A character in a tragedy or comedy might have some exaggerated trait:
a tragic flaw or funny quirk. In the
Episode app game
Competitive Edge, the main character is hilariously hyper-competitive
and arrogant. The reader often faces choices that might be summarized:
How do you reply to your rival's question?
- [ Over-the-top confident answer ]
- [ Over-the-top competitive answer ]
- [ Over-the-top narcissistic answer ]
The consequences of these choices are bad for the character, but darned
funny for the reader. Later in the story, a meanie character
manipulates the main character into an obvious trap; the reader sees it
happening, but grins and goes along with it, well-trained by previous
rewards. (OK, I grinned and
went along with it. Your mileage may vary.)
When nudging the player to grin along with bad choices, consistency matters.
In the Choices App
game The Cursed Heart, at the story's start, we establish that
the main character is overly trusting. Midway through the game, the main
character misplaces their trust and falls for an obvious trick. It feels
stupid: before this, the reader has been presented with choices,
and can steer the main character away from traps. When I played I thought,
Thanks to my paranoi expert guidance, the main character has
overcome their naiveté. I'd only induced some momentary aberrations,
but the game didn't make that clear until that jarring forced misstep.
The Choice of Games game
"Tally Ho!" makes it safe to make bad choices, even if the main character
isn't absurdly flawed. This game is a comedy in the style of P.G. Wodehouse;
as such, it's about the upper classes in England. It's possible
for the main character to face consequences for bad decisions, but quite
unlikely. Meanwhile, the effects of failure can be pretty
funny, sometimes funnier than success.
I mentioned the Choice of Games game "Elite Status: Platinum Concierge,"

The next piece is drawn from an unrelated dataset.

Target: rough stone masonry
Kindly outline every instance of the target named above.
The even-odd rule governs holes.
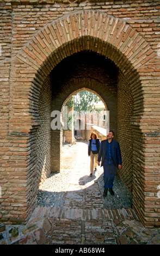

in which you're something like a personal assistant to a few billionaires.
In this game, you face situations with no good choices, only choosing
who to harm. In this game, it works; it's a tragedy, and you expect a
character in a tragedy to face terrible choices.
When one of these book-ish games works well, it feels like the player and the author[s] are
telling a story together. When it doesn't work well, it gets clunky.
When a heist game rewards you for making good choices with a bigger
heist take, that's all very well. But then you have to second-guess
your choices: do they make sense? Do they make sense in the context
of a cinematic heist story? Should you knock out that palace guard
by clonking him on the head? In real life, no; you shouldn't concuss
someone.
In a heist story… maybe? How realistic is this heist story?
Maybe the story is light and glib, knocking guards out is totally cool,
everybody guaranteed to be all recovered in the next scene. Maybe the
story's more realistic and you should be worried about concussions.
If you choose to handcuff the guard instead of knocking him out, will
the game penalize you, lower your score for making a choice that doesn't
fit the mood, taking things too seriously?
How well do you understand the story that the game's author wants to tell?
Are you sure you want to be part of it?
Oh… the book? Right, that's what I'm supposed to
be writing about. Yeah, I recommend it. It talks about the games;
talks about changes in what each, uhm, artistic movement? Sure, let's
say artistic movement. The book talks about what each successive
artistic movement has tried to accomplish. It's interesting.